Today, while reading my wonderful, talented, and extremely handsome boyfriend's latest novel, I stopped to check some facts online. In his book, someone dies in a car crash after their seatbelt snaps in two. Intrigued and confused as to how this happened (since seatbelts are made to withstand extreme amounts of pressure) I wandered over to Yahoo to find some facts about seatbelts. I came across another site instead. It was a site written by a man who is against seatbelt laws. [click here to read]

 

"State mandatory seatbelt harness laws are unconstitutional. They infringe on a person’s individual rights as guaranteed in the Bill of Rights, namely, the Fourth, Ninth and Fourteenth Amendments,” the man writes. He urges citizens to stand up to the big bad EVIL government and protest this horrific invasion of privacy and choice.

 

He argues that there are people who die BECAUSE they were wearing their seatbelts and that because of these people the government is forcing people to RISK THEIR LIVES by ordering them to wear seatbelts. "The fact is, the government has no constitutional authority to willingly and knowingly maim and kill some people through forced seatbelt use, just because the government hopes others will be saved merely by chance."

 

Hmmm… Maybe he’s right. I mean, the government really does put us in quite the predicament when it asks us to buckle up. I’m sure the big bad officers who write tickets really do intend to “maim and kill” us when they scribble a ticket to those that do not obey the stupid, pointless law (In 38 states, by the way, an officer is not allowed to issue a citation for not wearing a seatbelt UNLESS he’s already pulled you over for another offense and notices that you’re not buckled up).

 

Or maybe this guy’s an idiot.

 

73% of people who were in fatal crashes in 2001 and were restrained by a seatbelt survived.
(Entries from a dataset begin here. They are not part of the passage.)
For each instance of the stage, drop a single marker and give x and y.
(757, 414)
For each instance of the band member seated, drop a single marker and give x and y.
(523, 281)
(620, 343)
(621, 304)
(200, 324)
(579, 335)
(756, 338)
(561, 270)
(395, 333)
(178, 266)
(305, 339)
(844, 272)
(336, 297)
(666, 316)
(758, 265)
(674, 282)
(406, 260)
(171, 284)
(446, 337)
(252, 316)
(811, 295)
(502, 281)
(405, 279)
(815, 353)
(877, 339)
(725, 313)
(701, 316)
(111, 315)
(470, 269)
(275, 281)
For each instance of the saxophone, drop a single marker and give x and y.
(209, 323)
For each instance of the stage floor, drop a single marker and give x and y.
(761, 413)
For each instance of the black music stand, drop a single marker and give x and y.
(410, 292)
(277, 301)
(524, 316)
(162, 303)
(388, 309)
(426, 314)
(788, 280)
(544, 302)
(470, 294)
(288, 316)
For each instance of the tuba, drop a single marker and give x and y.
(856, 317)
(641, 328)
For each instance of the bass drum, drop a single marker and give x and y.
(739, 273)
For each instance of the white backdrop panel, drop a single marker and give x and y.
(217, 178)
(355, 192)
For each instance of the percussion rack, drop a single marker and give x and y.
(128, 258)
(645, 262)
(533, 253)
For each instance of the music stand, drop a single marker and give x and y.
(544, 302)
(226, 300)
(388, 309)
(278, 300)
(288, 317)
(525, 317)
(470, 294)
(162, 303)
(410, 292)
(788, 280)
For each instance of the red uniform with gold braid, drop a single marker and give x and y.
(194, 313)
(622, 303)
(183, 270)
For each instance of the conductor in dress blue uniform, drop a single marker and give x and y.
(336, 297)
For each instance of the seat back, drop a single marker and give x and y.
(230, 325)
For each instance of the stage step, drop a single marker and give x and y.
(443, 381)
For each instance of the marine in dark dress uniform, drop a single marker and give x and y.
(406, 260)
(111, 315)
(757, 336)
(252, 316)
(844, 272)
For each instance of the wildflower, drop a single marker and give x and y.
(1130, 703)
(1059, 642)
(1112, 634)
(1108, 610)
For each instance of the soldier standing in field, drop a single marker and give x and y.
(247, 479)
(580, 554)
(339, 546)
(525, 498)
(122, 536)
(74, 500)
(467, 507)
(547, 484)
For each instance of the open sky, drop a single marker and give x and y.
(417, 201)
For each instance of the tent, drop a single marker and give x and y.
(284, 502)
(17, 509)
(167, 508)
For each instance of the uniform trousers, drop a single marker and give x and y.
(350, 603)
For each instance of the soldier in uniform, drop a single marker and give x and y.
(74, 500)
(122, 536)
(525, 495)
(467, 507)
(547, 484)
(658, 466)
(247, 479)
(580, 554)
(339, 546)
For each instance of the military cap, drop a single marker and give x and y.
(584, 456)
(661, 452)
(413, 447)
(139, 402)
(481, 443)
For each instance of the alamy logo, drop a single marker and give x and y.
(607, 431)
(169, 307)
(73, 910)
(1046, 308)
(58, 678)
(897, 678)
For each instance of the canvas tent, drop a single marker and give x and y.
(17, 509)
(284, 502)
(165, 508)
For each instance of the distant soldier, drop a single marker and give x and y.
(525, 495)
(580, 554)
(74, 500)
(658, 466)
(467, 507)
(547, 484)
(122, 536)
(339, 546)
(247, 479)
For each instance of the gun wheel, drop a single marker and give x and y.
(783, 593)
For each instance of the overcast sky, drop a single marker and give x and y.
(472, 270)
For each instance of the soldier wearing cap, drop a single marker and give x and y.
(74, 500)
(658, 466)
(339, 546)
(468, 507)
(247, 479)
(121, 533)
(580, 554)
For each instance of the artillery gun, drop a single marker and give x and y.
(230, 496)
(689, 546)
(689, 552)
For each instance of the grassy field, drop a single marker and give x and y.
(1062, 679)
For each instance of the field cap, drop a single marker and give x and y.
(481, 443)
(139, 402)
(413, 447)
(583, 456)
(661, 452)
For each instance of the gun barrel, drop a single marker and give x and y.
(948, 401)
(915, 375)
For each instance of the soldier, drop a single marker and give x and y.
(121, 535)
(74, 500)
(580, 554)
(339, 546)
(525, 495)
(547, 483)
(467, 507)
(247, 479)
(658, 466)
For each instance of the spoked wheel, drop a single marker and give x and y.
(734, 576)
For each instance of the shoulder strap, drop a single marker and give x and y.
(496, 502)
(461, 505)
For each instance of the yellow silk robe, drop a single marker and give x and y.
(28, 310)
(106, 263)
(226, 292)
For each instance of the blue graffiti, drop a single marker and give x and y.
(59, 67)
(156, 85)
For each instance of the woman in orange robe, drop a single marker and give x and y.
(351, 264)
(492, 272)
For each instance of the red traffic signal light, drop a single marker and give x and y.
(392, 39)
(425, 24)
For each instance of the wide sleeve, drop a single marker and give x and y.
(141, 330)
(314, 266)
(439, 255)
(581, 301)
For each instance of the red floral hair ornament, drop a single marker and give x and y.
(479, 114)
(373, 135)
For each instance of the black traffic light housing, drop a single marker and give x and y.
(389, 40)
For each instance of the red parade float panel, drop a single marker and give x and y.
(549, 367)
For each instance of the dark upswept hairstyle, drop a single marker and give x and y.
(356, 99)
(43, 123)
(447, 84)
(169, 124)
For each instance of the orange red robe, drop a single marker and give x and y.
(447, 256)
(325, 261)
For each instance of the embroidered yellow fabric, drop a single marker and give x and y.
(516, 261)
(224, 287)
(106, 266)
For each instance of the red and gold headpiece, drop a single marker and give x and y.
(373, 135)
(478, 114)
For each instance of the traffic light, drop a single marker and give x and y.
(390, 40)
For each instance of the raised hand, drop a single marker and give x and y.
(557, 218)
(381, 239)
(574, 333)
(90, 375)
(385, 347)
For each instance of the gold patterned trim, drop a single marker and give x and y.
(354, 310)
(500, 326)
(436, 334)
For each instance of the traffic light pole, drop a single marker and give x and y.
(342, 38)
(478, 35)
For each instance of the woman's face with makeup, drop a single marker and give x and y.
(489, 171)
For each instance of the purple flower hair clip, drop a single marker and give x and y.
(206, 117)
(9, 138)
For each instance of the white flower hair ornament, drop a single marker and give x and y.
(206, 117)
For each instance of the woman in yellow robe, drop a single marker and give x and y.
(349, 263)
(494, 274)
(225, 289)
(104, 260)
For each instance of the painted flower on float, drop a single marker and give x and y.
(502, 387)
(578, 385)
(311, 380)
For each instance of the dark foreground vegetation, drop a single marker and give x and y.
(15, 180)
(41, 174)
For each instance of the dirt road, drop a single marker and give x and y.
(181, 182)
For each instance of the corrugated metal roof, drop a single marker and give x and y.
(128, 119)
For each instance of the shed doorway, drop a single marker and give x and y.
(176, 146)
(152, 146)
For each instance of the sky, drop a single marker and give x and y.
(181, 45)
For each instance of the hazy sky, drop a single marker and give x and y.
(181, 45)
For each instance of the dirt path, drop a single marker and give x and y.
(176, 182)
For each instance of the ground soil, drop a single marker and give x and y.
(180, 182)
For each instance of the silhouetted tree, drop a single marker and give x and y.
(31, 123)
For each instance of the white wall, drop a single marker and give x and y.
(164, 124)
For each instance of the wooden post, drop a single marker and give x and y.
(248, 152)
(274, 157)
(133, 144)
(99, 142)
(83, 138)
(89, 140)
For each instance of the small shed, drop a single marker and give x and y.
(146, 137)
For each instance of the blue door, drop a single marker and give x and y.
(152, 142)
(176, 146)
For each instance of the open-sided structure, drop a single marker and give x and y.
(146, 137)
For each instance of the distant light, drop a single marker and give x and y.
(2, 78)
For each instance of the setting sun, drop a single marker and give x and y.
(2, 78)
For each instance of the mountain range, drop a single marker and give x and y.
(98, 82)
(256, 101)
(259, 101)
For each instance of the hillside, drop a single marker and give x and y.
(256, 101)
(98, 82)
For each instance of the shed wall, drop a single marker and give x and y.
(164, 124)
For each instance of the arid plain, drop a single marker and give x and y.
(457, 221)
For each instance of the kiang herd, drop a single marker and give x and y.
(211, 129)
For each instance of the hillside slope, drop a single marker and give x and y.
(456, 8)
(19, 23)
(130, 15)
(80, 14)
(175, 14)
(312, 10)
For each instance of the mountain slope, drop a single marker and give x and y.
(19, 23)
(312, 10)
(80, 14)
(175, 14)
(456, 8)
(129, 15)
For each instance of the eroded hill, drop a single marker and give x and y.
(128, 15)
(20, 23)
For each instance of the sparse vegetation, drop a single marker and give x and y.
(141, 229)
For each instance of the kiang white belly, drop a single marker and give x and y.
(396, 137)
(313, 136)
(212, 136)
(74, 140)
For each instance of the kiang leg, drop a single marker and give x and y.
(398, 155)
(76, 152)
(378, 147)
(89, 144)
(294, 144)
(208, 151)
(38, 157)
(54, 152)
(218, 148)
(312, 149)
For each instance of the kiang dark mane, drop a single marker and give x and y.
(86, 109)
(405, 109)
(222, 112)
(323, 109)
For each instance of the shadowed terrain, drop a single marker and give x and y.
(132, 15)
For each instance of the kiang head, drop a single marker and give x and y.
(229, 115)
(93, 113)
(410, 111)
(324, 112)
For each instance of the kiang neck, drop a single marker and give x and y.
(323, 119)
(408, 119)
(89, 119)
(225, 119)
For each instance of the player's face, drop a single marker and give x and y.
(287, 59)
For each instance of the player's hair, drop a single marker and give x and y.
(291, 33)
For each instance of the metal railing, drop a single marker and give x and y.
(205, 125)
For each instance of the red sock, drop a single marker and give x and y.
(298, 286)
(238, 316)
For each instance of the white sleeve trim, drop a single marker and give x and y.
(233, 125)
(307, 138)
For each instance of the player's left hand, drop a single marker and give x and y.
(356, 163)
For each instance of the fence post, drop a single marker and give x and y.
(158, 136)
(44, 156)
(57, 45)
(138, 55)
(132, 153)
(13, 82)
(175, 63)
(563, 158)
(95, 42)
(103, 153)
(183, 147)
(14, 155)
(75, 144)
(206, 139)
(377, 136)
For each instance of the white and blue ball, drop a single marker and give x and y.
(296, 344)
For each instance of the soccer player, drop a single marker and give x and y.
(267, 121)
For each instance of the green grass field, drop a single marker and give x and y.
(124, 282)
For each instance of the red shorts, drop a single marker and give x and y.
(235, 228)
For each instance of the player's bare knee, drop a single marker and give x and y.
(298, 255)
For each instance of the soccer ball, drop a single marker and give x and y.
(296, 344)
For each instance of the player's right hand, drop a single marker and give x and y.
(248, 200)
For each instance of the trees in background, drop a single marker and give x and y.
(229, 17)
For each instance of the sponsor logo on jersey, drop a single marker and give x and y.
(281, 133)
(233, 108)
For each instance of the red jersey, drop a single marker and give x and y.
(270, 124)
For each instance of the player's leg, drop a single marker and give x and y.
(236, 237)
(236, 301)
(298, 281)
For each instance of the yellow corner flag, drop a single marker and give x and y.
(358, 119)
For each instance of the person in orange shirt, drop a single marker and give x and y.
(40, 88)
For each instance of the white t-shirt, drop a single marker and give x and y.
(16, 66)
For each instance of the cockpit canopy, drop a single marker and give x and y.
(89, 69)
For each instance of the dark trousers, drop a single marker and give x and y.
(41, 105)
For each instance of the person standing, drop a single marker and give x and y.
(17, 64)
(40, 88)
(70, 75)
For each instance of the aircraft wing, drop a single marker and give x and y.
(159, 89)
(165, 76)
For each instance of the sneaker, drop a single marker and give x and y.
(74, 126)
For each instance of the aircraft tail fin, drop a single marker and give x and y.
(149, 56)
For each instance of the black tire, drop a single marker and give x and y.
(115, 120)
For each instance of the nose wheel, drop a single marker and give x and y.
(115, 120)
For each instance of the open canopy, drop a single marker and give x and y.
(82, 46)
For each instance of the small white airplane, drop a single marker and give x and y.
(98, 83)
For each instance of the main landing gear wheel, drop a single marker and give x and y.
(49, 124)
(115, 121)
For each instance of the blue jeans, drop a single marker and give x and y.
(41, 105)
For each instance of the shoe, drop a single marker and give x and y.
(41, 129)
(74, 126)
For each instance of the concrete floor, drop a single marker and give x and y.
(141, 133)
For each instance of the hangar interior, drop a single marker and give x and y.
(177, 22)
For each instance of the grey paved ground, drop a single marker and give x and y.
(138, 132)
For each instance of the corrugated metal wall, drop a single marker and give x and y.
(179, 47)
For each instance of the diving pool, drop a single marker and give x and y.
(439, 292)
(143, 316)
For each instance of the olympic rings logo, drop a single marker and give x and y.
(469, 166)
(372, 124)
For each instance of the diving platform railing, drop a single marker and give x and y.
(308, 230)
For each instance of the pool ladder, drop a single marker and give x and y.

Only 44% of those who were not wearing a seatbelt survived. [NHTSA, Annual Assessment of Motor Vehicle Crashes]

 

In the past 26 years, safety belts prevented 135,000 fatalities and 3.8 million injuries, saving $585 billion in medical and other costs. If all vehicle occupants had used safety belts during that period, nearly 315,000 deaths and 5.2 million injuries could have been prevented - and $913 billion in costs saved. [NHSTA, Economic Impact of Crashes, 2002]

 

Gee… I don’t know about you, but those statistics sure make me want to “click it” every time I get into my car.

 

“The courts, including the U.S. Supreme Court, have confirmed a person has the right to determine his/her own individual personal health care standards.”  AWESOME! I had no idea!!! Soooo the article that I just read this week stating that the U.S. Supreme Court has just federally banned the use of medicinal marijuana, no longer allowing states to choose whether or not they want to permit their doctors to prescribe the drug to dying cancer patients who are suffering, was a lie??? YES!!! I had no idea the government allowed us to do whatever we wanted to our bodies!!

 

But, ummm, Miss Dutchess Ma’am - Wearing a seatbelt should be a personal decision! It should not be forced because it only affects that ONE person! Our government is spending our money to support their cause. Just like the man you keep referring to wrote in his little online essay: “Such laws are an unwarranted intrusion by government into the personal lives of citizens… Federal candidates for office should be told that they will not be supported unless they promise to stop the current annual spending of millions of federal taxes in support of seatbelt laws.”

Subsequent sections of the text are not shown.